First UK Rocket Mails - Brighton & Scotland
In May 1934 Zucker exhibited some of his rocket covers at the London Air Post Exhibition. Photographer Robert Hartman agreed to become his publicity helper and C H Dombrowski, a philatelist and stamp dealer, added his backing for the production Zucker's UK test rockets. The men hoped to earn thousands of pounds promoting the sale of the resulting rocket post covers.
On June 6th 1934 Zucker, Hartman and Dombrowski were met by a journalist and photographer from the Daily Express together with the editor of a philatelic magazine on the Sussex Downs near Brighton, Sussex. This report was published about the Brighton test in the magazine Modern Mechanix November 1934 edition:
While Modern Mechanix reported that 1200 covers were carried undamaged for nearly two miles before being posted normally for onward delivery, other reports suggest the test flights on the Sussex Downs were made with no cargo and the longest flight actually ended by crashing in to the sea!

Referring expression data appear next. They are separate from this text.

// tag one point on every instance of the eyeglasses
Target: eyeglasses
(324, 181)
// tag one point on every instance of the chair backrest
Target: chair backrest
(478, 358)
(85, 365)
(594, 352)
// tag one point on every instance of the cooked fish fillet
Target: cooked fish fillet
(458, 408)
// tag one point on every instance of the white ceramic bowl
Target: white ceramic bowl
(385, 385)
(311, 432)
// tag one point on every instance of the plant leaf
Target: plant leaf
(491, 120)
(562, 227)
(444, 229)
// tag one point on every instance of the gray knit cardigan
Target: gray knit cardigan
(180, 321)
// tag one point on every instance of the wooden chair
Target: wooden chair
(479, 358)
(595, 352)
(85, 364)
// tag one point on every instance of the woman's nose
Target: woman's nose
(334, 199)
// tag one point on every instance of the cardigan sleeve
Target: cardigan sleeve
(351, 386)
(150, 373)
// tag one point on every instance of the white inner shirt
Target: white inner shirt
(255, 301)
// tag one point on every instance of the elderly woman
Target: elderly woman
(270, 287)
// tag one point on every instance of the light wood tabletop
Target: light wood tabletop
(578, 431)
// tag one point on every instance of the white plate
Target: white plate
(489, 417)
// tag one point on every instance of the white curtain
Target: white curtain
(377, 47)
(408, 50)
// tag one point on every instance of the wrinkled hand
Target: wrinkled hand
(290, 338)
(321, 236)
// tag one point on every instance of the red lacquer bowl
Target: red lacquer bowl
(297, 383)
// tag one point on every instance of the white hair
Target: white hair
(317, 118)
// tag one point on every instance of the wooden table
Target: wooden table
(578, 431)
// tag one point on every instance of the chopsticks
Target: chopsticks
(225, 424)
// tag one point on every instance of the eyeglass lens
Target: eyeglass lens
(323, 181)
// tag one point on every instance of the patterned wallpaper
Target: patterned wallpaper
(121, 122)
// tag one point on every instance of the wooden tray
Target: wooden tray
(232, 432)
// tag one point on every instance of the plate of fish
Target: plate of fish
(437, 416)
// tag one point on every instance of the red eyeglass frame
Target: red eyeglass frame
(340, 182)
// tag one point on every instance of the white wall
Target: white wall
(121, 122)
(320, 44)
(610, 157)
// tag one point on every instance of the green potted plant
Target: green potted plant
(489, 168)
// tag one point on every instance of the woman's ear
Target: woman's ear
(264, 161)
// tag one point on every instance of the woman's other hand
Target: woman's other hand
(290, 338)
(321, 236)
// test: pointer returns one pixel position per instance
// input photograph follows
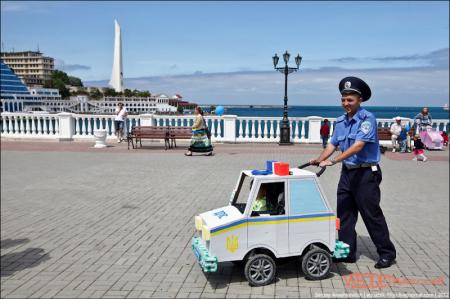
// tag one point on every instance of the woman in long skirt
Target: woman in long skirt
(200, 143)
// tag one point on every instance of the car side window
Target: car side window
(306, 197)
(270, 199)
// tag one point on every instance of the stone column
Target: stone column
(314, 129)
(65, 126)
(229, 128)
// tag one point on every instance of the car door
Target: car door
(309, 214)
(269, 229)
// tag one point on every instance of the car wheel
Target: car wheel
(260, 270)
(316, 264)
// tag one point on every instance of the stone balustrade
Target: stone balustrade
(226, 128)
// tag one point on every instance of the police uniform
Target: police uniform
(358, 189)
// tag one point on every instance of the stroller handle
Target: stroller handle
(310, 164)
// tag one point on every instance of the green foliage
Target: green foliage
(60, 75)
(59, 80)
(95, 94)
(109, 92)
(74, 81)
(61, 86)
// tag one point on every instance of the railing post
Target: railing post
(65, 126)
(146, 119)
(314, 129)
(229, 128)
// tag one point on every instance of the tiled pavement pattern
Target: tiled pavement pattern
(112, 223)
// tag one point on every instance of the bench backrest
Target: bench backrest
(150, 131)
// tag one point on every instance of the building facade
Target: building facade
(31, 67)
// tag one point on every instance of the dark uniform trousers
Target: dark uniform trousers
(359, 190)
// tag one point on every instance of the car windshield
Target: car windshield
(240, 196)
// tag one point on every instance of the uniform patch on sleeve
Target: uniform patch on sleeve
(366, 126)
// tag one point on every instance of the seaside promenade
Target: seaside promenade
(79, 222)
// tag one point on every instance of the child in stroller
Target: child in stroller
(402, 139)
(419, 149)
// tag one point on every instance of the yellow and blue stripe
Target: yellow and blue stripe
(271, 220)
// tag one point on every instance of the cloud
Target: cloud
(346, 59)
(61, 65)
(438, 58)
(27, 6)
(391, 86)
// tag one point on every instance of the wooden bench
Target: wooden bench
(181, 132)
(148, 132)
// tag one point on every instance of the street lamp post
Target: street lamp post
(285, 131)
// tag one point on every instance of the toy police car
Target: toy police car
(296, 220)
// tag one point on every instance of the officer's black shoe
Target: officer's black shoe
(344, 260)
(384, 263)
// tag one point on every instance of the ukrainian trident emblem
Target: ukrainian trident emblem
(232, 243)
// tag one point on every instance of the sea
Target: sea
(333, 111)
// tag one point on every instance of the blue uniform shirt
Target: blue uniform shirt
(362, 126)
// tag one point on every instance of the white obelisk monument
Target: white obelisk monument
(117, 72)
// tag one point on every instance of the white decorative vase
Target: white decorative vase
(100, 138)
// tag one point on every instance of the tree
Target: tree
(109, 92)
(57, 74)
(95, 94)
(63, 91)
(74, 81)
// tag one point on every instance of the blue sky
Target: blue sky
(220, 52)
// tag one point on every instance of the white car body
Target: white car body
(229, 235)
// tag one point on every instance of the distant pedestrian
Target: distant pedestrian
(402, 139)
(395, 129)
(119, 121)
(200, 141)
(419, 149)
(325, 132)
(423, 120)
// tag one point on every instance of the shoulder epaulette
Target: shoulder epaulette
(340, 118)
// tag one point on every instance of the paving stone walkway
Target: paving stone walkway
(78, 222)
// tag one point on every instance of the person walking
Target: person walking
(200, 142)
(419, 148)
(119, 121)
(395, 129)
(423, 120)
(325, 132)
(359, 185)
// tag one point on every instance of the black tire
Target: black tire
(238, 263)
(260, 270)
(316, 264)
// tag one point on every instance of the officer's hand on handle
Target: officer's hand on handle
(325, 163)
(314, 162)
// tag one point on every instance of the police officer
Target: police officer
(358, 190)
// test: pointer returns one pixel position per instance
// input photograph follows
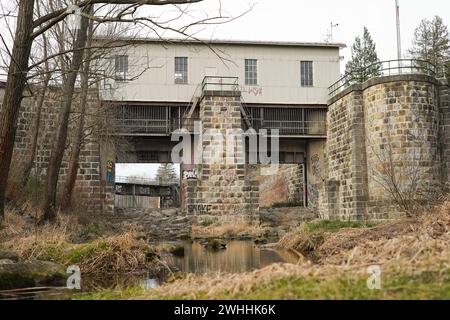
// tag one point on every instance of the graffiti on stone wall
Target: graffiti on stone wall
(199, 208)
(313, 193)
(110, 170)
(315, 165)
(190, 174)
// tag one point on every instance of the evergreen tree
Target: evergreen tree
(432, 43)
(166, 172)
(364, 63)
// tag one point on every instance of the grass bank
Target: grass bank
(412, 254)
(120, 253)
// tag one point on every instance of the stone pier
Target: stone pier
(222, 189)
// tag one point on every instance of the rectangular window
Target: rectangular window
(251, 72)
(121, 67)
(307, 78)
(181, 70)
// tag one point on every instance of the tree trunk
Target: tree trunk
(57, 152)
(35, 135)
(15, 85)
(74, 158)
(37, 122)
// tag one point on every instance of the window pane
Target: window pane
(251, 71)
(121, 67)
(306, 72)
(181, 70)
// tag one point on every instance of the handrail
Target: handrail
(216, 83)
(382, 68)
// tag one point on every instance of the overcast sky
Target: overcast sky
(309, 20)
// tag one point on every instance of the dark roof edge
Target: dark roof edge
(230, 42)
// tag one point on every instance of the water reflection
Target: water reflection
(239, 256)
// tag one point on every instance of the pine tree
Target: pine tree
(432, 43)
(166, 172)
(365, 63)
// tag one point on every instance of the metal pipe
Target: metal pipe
(399, 43)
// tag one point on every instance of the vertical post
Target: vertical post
(399, 43)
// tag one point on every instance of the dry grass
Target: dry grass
(52, 242)
(229, 230)
(424, 248)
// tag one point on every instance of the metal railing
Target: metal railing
(212, 83)
(380, 69)
(297, 128)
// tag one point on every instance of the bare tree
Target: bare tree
(15, 85)
(432, 43)
(28, 29)
(46, 76)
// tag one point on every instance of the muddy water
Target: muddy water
(237, 257)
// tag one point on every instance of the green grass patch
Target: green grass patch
(434, 286)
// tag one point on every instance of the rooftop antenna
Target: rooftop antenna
(332, 25)
(399, 43)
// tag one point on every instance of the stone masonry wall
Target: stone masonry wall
(389, 127)
(444, 131)
(284, 185)
(346, 158)
(401, 128)
(88, 191)
(222, 189)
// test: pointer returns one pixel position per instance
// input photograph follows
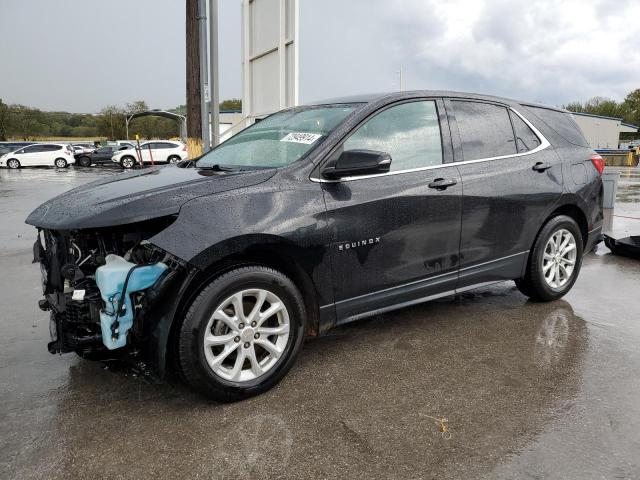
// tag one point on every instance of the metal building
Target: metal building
(602, 132)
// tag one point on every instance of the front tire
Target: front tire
(13, 163)
(554, 262)
(127, 162)
(241, 334)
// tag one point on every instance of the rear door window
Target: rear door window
(485, 130)
(34, 149)
(526, 140)
(409, 132)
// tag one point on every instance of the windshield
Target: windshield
(279, 139)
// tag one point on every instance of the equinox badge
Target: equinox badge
(359, 243)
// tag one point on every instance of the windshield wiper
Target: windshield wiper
(217, 168)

Following the tests on the Sussex Downs Zucker reportedly claimed that he would inaugrate regular one minute rocket post services between Dover and Calais in France although nothing became of this plan.
Eventually domonstration rocket tests for the General Post Office were launched on 28 and 31 July 1934 between the Hebridean islands of Harris and Scarp in Scotland. Measuring nearly four feet the rockets were loaded with up to 1,200 envelopes. Both rockets exploded on launch although most of the second rocket's cargo was salvaged albeit many examples displayed burn marks.
In recent years the BBC Open University programme "Coast" recreated the Harris to Scarp experiment and proved Zucker's rocket design could have carried post across the water between the Scottish islands and concluded it was likely to have been unsuitable fuel powder that caused both failures back in 1934.
While there are widespread claims about the possible fraudulaent nature surrounding many of Zucker's rocket mail covers they are today a very collectable item. You can check our online auction pages to see any rocket mail items currently on offer.
Reports say that Zucker was later deported from the UK as tensions and suspicions heightened in the lead up to World War 2. Zucker went on to serve in the Luftwaffe during WW2 and maintained his interest in rocketry after the war living in West Germany until 1964 when a fatal accident precipitated a federal ban on private rocket flights. Zucker passed away in 1985.